Our third project was meant to test our ability in web-scraping, natural language processing, and classification modeling. The project started off by building a web scraper to scrape indeed.com, a popular job posting website used across the world. More specifically we were looking at Data Science positions across major metropolitan areas in the United States (I guess they were trying to get us excited for our impending job search). I ran my scraper through about 40 cities, scraping around 10,000 jobs with details that included title, company, location, and salary, of these only about 600 contained actual numbered salary listings. Not a very great feeling to wakeup to after letting you scraper run all night, but viewing all that data you pulled was pretty awesome.
Our goal was to predict whether or not a given salary in our home city, Washington D.C. in this case, would fall above the median salary, which was around $85,000. This was all being done help our fictitious boss undercut his newly hired data scientists starting salary. A big part of the challenge here was the tiny percent of job listings that even had salaries. The next part of the project was to find the modeling technique to best predict whether or not our other salaries would fall above or below our median. I started off by trying to use location as the only predictor in our Random Forest model (for all non-data scientists who accidentally stumbled across this blog, a great explanation can be found here) , it did poorly, performing barely better than a coin toss would.

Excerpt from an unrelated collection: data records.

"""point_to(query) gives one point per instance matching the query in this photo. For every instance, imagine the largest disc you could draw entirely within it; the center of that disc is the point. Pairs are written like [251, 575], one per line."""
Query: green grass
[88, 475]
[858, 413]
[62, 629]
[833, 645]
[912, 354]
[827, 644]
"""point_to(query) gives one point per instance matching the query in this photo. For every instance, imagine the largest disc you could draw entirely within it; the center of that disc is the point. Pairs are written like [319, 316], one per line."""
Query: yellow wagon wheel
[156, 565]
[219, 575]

Time to step it up a little. I then decided to use natural language processing on the job title and see if we could recognize any key words that would help us determine whether or not a given salary would fall above or below the median. Running this data through a logistic regression model had our accuracy shoot up by around twenty percent, much better, but I was still aiming higher. The winner was a Random Forest model which gave us an accuracy of around 80 percent, with slight variations due to the random nature of the model.
Back to tight-fisted fictitious boss. After analyzing our predicted salaries for the D.C. Metro area it looks like the boss got the raw end of the deal. Seventy percent of jobs had predicted salaries over the median income, not all that surprising considering the high cost of living here, (source you may ask, my $1500 dollar a month walk-in closet size studio apartment). Our original data that had salaries had a median salary of $125,000 compared with $85,000 nationally. Some other interesting findings, nearly all listings that contained actual numbered salaries were government or academia jobs, very little insight to glean on the private sector pay. Workers paid by an hourly, daily, or monthly wage cost about $30,000 a year less than salaried workers.
All in all I really enjoyed this project, particularly the web scraping. Learning this skill really opens up the internet (obviously within the parameters of robots.txt) to all kinds of data that you didn’t have access to before, a hugely valuable asset for anyone in the industry.